The subsequent fire resulted in an uncontrolled blaze that cut the life of the submarine short after the Navy determined it would take $750 million to repair.
As a result of the fire, Naval Sea Systems Command crafted a new set of procedures to prevent fires when ships were in maintenance – NAVSEA Technical Publication, Industrial Ship Safety Manual for Fire Prevention and Response, known as the 8010 manual.
“In response to this fire, Commander, U.S. Fleet Forces Command (USFF) convened a Fire Review Panel to determine how MIAMI could be lost in a shipyard environment despite readily available fire prevention programs and resources,” according to the Bonhomme Richard fire investigation.
“The critical takeaway from the Miami investigation, as stated in the USFF endorsement was that ‘accept[ing] a reduced margin to fire safety when a ship enters an industrial environment’ was a key driver to the policies and procedures that developed to prevent a similar outcome.”
While the 8010 manual set up procedures to prevent another fire like the one that destroyed Miami, investigators found that the Navy did not follow the rules outlined in the document.
“In the last 5 years, policy changes and corrective actions to address fire safety were inconsistently implemented or failed to be implemented across the Navy maintenance organization… training, implementation, and compliance with the 8010 Manual in private shipyards was not representative of maintenance on nuclear vessels being executed in the public yards. Additionally, there was a lack of procedural compliance and effective oversight within the Naval Sea Systems Command (NAVSEA), Navy Installations Command, and Naval Surface Force Pacific Fleet,” Conn wrote.
Investigators found that most sailors aboard Bonhomme Richard were not familiar with the updates to the 8010 manual.

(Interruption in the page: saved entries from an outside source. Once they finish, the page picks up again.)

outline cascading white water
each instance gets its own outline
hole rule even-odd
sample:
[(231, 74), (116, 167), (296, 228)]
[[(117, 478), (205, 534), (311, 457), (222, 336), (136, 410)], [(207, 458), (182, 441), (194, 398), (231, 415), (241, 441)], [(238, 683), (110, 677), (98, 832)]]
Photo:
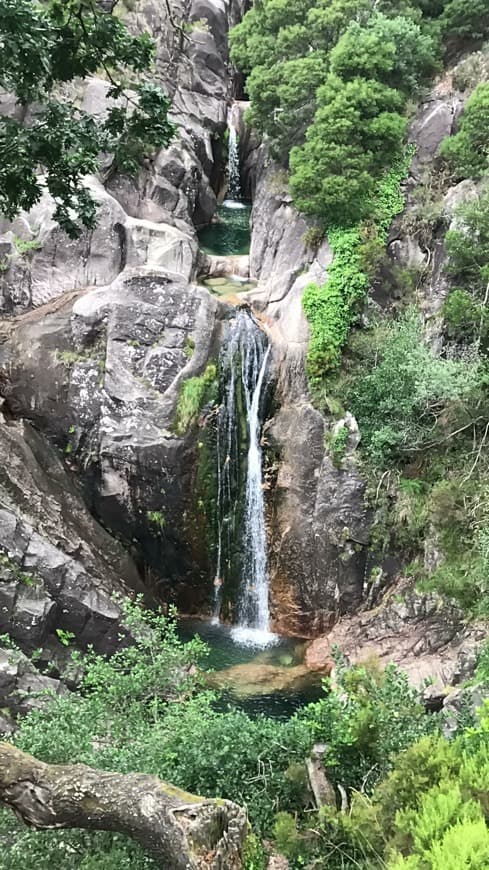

“These personnel had a general unfamiliarity with the content of the 8010 Manual and commented that their training had not prepared them to combat a fire of the magnitude having occurred aboard Bonhomme Richard,” according to the report.
In a subsequent opinion, Conn said, “[t]he considerable similarities between the fire on USS Bonhomme Richard (LHD-6) and the USS Miami (SSN-755) fire of eight years prior are not the result of the wrong lessons being identified in 2012, it is the result of failing to rigorously implement the policy changes designed to preclude recurrence.”